# diff eq help

• Jul 12th 2007, 06:57 PM
suki0918
diff eq help
Find the particular solution of the differential equation: y" - 4y' + 4y = e^(2x)?

I'm not sure what to do b/c I get 0 for A?? Can someone help, this is what I had so far:

Y(x) = Ae^2x
Y'(x) = 2Ae^2x
Y"(x) = 4Ae^2x

So... 4Ae^2x - 8Ae^2x + 4Ae^2x = e^2x
Which becomes 0 = e^2x

and then I'm stumped...
• Jul 12th 2007, 07:29 PM
galactus
Have you ever used Variation of Parameters?.

$m^{2}-4m+4=0, \;\ (m-2)^{2}=0$

$y_{c}=C_{1}e^{2x}+C_{2}xe^{2x}$

$y_{1}=e^{2x}, \;\ y_{2}=xe^{2x}$

$W=\begin{vmatrix}e^{2x}&xe^{2x}\\2e^{2x}&2xe^{2x}+ e^{2x}\end{vmatrix}=e^{4x}$

$W_{1}=\begin{vmatrix}0&xe^{2x}\\e^{2x}&2xe^{2x}+e^ {2x}\end{vmatrix}=-xe^{4x}$

$W_{2}=\begin{vmatrix}e^{2x}&0\\2e^{2x}&e^{2x}\end{ vmatrix}=e^{4x}$

$u'_{1}=\frac{W_{1}}{W}=-x$

$u'_{2}=\frac{W_{2}}{W}=1$

$\int{-x}dx=\frac{-x^{2}}{2}$

$\int{1}dx=x$

$y_{p}=(\frac{-x^{2}}{2})e^{2x}+(x)xe^{2x}=\frac{x^{2}e^{2x}}{2}$

$y=y_{c}+y_{p}=C_{1}e^{2x}+C_{2}xe^{2x}+\frac{x^{2} e^{2x}}{2}$

$y=\left(\frac{x^{2}}{2}+C_{1}+C_{2}x\right)e^{2x}$

Whew, it's time for beddy-bye:D
• Jul 12th 2007, 08:13 PM
ThePerfectHacker
Quote:

Originally Posted by suki0918
Find the particular solution of the differential equation: y" - 4y' + 4y = e^(2x)?

Galactus used Variation of Parameters.

Another method is to use Method of Undetermined Coefficients.

The general solution is $y=C_1 e^{2x}+C_2xe^{2x}$

Since the RHS has $e^{2x}$ we look for a solution of the form $y=Ae^{2x}$. But that is among the solutions!

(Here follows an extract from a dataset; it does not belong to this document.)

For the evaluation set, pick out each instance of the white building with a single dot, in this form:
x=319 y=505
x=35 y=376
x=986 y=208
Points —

So we multiply by $x$ to look for a solution of the form $y=Axe^{2x}$. But that is also among the solutions! So we look for a solution of the form $y=Ax^2e^{2x}$.
• Jul 12th 2007, 08:32 PM
servantes135
TPH,
Why didn't you use "Thou shall not covet anothers work as thine own"?
Lol verry funny though I must tell that to my Catholic friends.